The National Cybersecurity Center of Excellence (NCCoE) (in the United States) has published on October 19, 2015, a white paper on "privacy-enhanced identity brokers." We present here a reply to their request for public comments. We enumerate concerns whose consideration we find paramount for the design of a privacy-enhancing identity brokering solution, for identification and authentication of citizens into myriad online services, and we recommend how to incorporate them into a revised white paper. Our observations, focused on privacy, security, auditability and forensics, are mostly based on a recently published research paper (PETS 2015) about two nation-scale brokered identification systems.

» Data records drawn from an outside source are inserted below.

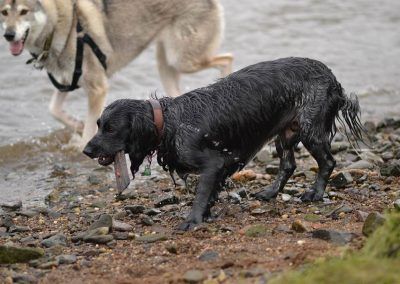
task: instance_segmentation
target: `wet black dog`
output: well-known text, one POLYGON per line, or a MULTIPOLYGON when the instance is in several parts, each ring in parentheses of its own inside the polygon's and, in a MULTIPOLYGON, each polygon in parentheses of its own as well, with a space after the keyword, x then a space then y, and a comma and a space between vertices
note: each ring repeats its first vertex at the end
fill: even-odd
POLYGON ((322 199, 335 167, 330 143, 339 112, 351 134, 361 139, 357 98, 343 93, 324 64, 306 58, 258 63, 159 103, 164 118, 160 141, 148 101, 118 100, 103 112, 98 133, 84 153, 108 165, 117 151, 125 150, 135 174, 144 158, 157 151, 165 170, 182 178, 200 174, 192 211, 180 226, 183 230, 203 221, 225 179, 242 169, 269 139, 276 137, 280 170, 275 182, 256 198, 269 200, 283 189, 296 168, 293 149, 302 142, 319 166, 304 201, 322 199))

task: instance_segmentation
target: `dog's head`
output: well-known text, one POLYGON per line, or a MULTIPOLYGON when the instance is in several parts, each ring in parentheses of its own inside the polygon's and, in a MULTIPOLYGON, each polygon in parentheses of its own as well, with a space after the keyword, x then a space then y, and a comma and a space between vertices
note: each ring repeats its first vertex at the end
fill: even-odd
POLYGON ((39 0, 0 0, 0 22, 11 54, 18 56, 42 32, 47 16, 39 0))
POLYGON ((109 105, 97 121, 98 131, 83 153, 100 165, 114 162, 121 150, 129 153, 134 175, 146 156, 157 146, 157 130, 151 105, 141 100, 118 100, 109 105))

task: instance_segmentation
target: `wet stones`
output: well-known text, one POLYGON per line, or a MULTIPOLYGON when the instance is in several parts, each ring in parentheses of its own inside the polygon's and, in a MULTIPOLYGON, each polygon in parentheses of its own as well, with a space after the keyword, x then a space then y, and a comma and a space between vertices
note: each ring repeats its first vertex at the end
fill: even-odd
POLYGON ((46 247, 46 248, 51 248, 54 246, 67 246, 67 237, 64 235, 58 234, 55 236, 52 236, 50 238, 47 238, 41 242, 41 245, 46 247))
POLYGON ((311 234, 313 238, 322 239, 339 245, 348 244, 355 237, 353 233, 333 230, 314 230, 311 234))
POLYGON ((44 256, 40 248, 0 246, 0 264, 26 263, 44 256))
POLYGON ((378 212, 372 212, 368 215, 367 219, 364 222, 363 228, 362 228, 362 233, 364 236, 369 236, 371 235, 377 228, 383 225, 385 223, 385 217, 378 213, 378 212))
POLYGON ((344 188, 351 182, 353 182, 353 178, 350 173, 340 172, 332 177, 330 184, 336 188, 344 188))

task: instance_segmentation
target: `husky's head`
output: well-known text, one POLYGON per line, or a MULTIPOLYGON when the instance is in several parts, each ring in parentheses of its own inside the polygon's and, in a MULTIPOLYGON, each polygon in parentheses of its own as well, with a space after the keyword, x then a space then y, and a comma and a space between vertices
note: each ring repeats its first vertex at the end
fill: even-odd
POLYGON ((10 52, 17 56, 26 44, 33 44, 46 25, 42 0, 0 0, 0 23, 10 52))

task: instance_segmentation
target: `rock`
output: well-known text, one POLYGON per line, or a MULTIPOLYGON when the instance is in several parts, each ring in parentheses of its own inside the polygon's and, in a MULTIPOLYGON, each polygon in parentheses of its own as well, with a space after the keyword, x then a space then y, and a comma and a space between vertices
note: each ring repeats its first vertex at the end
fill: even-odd
POLYGON ((124 207, 126 211, 131 212, 132 214, 140 214, 146 210, 146 207, 143 205, 127 205, 124 207))
POLYGON ((233 204, 240 204, 242 202, 242 198, 240 197, 239 194, 236 192, 229 192, 228 193, 228 199, 233 203, 233 204))
POLYGON ((268 234, 268 228, 263 224, 252 225, 245 230, 244 234, 251 238, 263 237, 268 234))
POLYGON ((22 201, 2 202, 0 207, 8 211, 17 211, 22 208, 22 201))
POLYGON ((100 218, 97 221, 95 221, 92 225, 90 225, 89 230, 102 228, 102 227, 107 227, 107 228, 111 229, 112 225, 113 225, 113 220, 112 220, 111 215, 103 214, 100 216, 100 218))
POLYGON ((276 175, 279 172, 279 167, 274 165, 268 165, 265 168, 265 172, 270 175, 276 175))
POLYGON ((91 235, 87 236, 83 239, 83 241, 87 243, 94 243, 94 244, 107 244, 114 240, 112 235, 91 235))
POLYGON ((311 232, 313 238, 322 239, 339 245, 345 245, 355 237, 352 233, 333 230, 314 230, 311 232))
POLYGON ((373 168, 374 168, 374 164, 372 164, 368 161, 364 161, 364 160, 359 160, 359 161, 354 162, 346 167, 346 169, 349 169, 349 170, 354 170, 354 169, 372 170, 373 168))
POLYGON ((176 197, 175 195, 165 196, 157 200, 154 206, 156 208, 161 208, 165 205, 171 205, 171 204, 179 204, 179 198, 176 197))
POLYGON ((139 218, 140 218, 140 223, 142 223, 143 225, 146 225, 146 226, 153 226, 154 225, 154 221, 153 221, 153 219, 151 219, 150 216, 147 216, 145 214, 141 214, 139 216, 139 218))
POLYGON ((232 175, 232 180, 236 182, 246 182, 256 178, 257 174, 253 170, 243 170, 232 175))
POLYGON ((159 241, 166 241, 167 239, 167 236, 164 234, 143 235, 136 238, 136 240, 141 243, 155 243, 159 241))
POLYGON ((383 176, 400 176, 400 161, 385 163, 381 166, 381 175, 383 176))
POLYGON ((281 197, 284 202, 288 202, 288 201, 290 201, 290 199, 292 199, 292 196, 290 196, 289 194, 286 194, 286 193, 283 193, 281 197))
POLYGON ((160 214, 161 211, 156 208, 150 208, 150 209, 145 210, 143 213, 148 216, 156 216, 156 215, 160 214))
POLYGON ((200 270, 189 270, 183 275, 183 280, 187 283, 200 283, 202 282, 206 276, 200 270))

Jeremiah Blocki, Nicolas Christin, Anupam Datta et al.

Modern organizations (e.g., hospitals, social networks, government agencies) rely heavily on audit to detect and punish insiders who inappropriately access and disclose confidential information. Recent work on audit games models the strategic interaction between an auditor with a single audit resource and auditees as a Stackelberg game, augmenting associated well-studied security games with a configurable punishment parameter. We significantly generalize this audit game model to account for multiple audit resources where each resource is restricted to audit a subset of all potential violations, thus enabling application to practical auditing scenarios. We provide an FPTAS that computes an approximately optimal solution to the resulting non-convex optimization problem. The main technical novelty is in the design and correctness proof of an optimization transformation that enables the construction of this FPTAS. In addition, we experimentally demonstrate that this transformation significantly speeds up computation of solutions for a class of audit games and security games.

Jeremiah Blocki, Nicolas Christin, Anupam Datta et al.

Effective enforcement of laws and policies requires expending resources to prevent and detect offenders, as well as appropriate punishment schemes to deter violators. In particular, enforcement of privacy laws and policies in modern organizations that hold large volumes of personal information (e.g., hospitals, banks, and Web services providers) relies heavily on internal audit mechanisms. We study economic considerations in the design of these mechanisms, focusing in particular on effective resource allocation and appropriate punishment schemes. We present an audit game model that is a natural generalization of a standard security game model for resource allocation with an additional punishment parameter. Computing the Stackelberg equilibrium for this game is challenging because it involves solving an optimization problem with non-convex quadratic constraints. We present an additive FPTAS that efficiently computes a solution that is arbitrarily close to the optimal solution.

Nicolas Christin

We perform a comprehensive measurement analysis of Silk Road, an anonymous, international online marketplace that operates as a Tor hidden service and uses Bitcoin as its exchange currency. We gather and analyze data over eight months between the end of 2011 and 2012, including daily crawls of the marketplace for nearly six months in 2012. We obtain a detailed picture of the type of goods being sold on Silk Road, and of the revenues made both by sellers and Silk Road operators. Through examining over 24,400 separate items sold on the site, we show that Silk Road is overwhelmingly used as a market for controlled substances and narcotics, and that most items sold are available for less than three weeks. The majority of sellers disappears within roughly three months of their arrival, but a core of 112 sellers has been present throughout our measurement interval. We evaluate the total revenue made by all sellers, from public listings, to slightly over USD 1.2 million per month; this corresponds to about USD 92,000 per month in commissions for the Silk Road operators. We further show that the marketplace has been operating steadily, with daily sales and number of sellers overall increasing over our measurement interval. We discuss economic and policy implications of our analysis and results, including ethical considerations for future research in this area.